Columbia University's Low Memorial Library.
Photo Wally Gobetz.

Accused of rape by art student Emma Sulkowicz, fellow Columbia senior Paul Nungesser has sued the school for discrimination. Nungesser says he has been the target of a campaign of harassment since Sulkowicz began Mattress Performance (Carry That Weight), in which she carries a mattress with her everywhere she goes on campus. She conceived the piece to protest the school’s handling of her accusation against Nungesser. She says that he raped her in her dorm room bed, and the performance includes a standard twin-size dormitory mattress (see Columbia Student’s Striking Mattress Performance).

“She is actively earning course credit from Columbia for this outrageous display of harassment and defamation,” the lawsuit says, with the school aware that “Paul’s legal rights are being violated and that his well-being and future prospects are suffering immensely,” according to the New York Times.

The school cleared Nungesser of any wrongdoing, but the suit—which names the university; its president, Lee Bollinger; and art professor Jon Kessler—states that his professional and educational prospects have been ruined by the publicity brought by Sulkowicz’s widely hailed performance (see Columbia Student’s Performance Art Catalyzes a Full-Fledged Protest Movement).
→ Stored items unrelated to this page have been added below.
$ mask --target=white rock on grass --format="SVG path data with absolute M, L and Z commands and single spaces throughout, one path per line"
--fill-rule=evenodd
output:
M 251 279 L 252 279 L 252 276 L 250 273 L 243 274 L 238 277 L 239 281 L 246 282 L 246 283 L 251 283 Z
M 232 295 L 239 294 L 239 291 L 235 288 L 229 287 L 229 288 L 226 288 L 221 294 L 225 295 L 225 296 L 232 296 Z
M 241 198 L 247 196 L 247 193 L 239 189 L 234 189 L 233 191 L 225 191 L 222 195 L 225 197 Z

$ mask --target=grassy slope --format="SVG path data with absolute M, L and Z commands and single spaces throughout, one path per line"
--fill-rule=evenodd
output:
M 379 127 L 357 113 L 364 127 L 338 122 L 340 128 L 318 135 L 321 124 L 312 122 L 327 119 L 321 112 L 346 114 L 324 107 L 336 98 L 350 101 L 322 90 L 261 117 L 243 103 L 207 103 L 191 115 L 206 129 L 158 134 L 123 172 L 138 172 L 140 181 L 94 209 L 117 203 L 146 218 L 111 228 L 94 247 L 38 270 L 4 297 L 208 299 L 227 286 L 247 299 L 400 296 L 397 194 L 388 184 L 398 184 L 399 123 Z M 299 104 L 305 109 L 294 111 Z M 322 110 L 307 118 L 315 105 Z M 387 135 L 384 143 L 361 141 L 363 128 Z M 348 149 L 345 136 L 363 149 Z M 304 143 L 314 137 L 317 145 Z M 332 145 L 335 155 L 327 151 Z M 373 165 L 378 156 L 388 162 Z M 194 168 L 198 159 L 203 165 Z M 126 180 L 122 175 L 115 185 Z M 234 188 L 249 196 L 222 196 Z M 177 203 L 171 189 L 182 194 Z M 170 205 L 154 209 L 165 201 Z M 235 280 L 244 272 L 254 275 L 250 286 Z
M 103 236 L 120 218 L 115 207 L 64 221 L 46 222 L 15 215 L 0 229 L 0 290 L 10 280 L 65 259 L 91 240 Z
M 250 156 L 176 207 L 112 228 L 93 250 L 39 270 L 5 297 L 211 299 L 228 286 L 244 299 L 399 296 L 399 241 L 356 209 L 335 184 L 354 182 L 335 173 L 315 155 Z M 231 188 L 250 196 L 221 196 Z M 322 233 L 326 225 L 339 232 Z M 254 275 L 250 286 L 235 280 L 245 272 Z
Kessler is named as having signed off on Sulkowicz’s project as her senior thesis, and having thereby “publicly endorsed [Sulkowicz’s] harassment and defamation” of him.

“Day-to-day life is unbearably stressful, as Emma and her mattress parade around campus each and every day,” the suit says.

Sulkowicz has been the subject of glowing articles and reviews in the New York Times and New York Magazine, and attended President Barack Obama’s 2015 State of the Union address at the invitation of New York democratic senator Kirsten Gillibrand (see Mattress Artist Emma Sulkowicz to Attend State of the Union).

Nungesser has defended himself, saying the sex was consensual, and has published text messages he says support his version of events.